I spotted one of Cookies & Cream’s servers, 21-year-old Arif, enjoying some of his establishment’s finest. Arif lives on Brick Lane and is, at his tender age, one of the longest-serving staff here in the parlor and can spot his regulars—some who come from as far away as Birmingham—a mile off. It’s not just during Eid that ice cream parlors are a destination, though. “A lot of people come here on dates,” he tells me. “Desserts are aphrodisiacs!”
As the evening progresses, it seems that visiting the parlor is where the youth go once festivities have ended at the local mosques, and uncles are left snoring on couches. Some of the kids seem drunk on more than just sugar and life, but Arif doesn’t pass judgement. He has his mouth full.

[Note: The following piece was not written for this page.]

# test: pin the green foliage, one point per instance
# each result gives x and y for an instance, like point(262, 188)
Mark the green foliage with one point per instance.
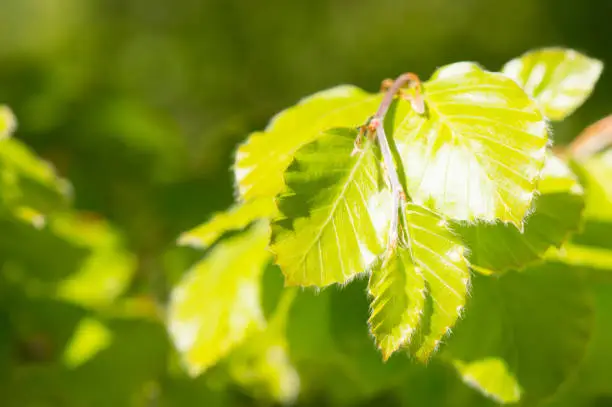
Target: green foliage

Naturally, when an ice cream parlor becomes as much of a destination for the young as a night club, it needs someone to mediate when things get bitter from all that sugar. This is Darren, who has been working the door at Cookies & Cream for two years. The parlor stays open until midnight on Eid, which is when the heady, perfumed crowds of girls in heels and guys in box-fresh adidas swell the most. Darren needs to be on-point. He is too busy to talk, but manages to tell me his favorite ice cream. “Ferrero Rocher,” he smiles. Of course. Hard on the outside, soft in the middle.
This small, family-friendly-by-day ice cream parlor in East London might be small, but what it lacks in size it makes up for with neon lighting and loyal customers. Two local Turkish lads, Alican and Tolga, both 18, told me that they’ve tried all the parlors from Dalston to Essex, but keep coming back here—especially on Eid—because the desserts are the best. That, and the fact that Alican sealed the deal with a girl after bringing her here on a date. “The first time I brought a girl here I had sex with her the same night.” What did you buy her? “Nando’s and a milkshake.” Conveniently, there’s a Nando’s next door.
Even though the streets outside Cookies & Cream and other ice cream joints across the capital were buzzing more than normal (I overheard one guy joking to a bus driver that he’d beat him up if he didn’t let him pay for his ride home with an ice cream) as the first day of Eid celebrations came to a close, it seems that, on any given evening, late-night dessert parlors are the place to find Muslim teenagers in search of a high.
Food is so often the glue that sticks a community together. In some London neighborhoods, it seems like chocolate syrup might be that glue.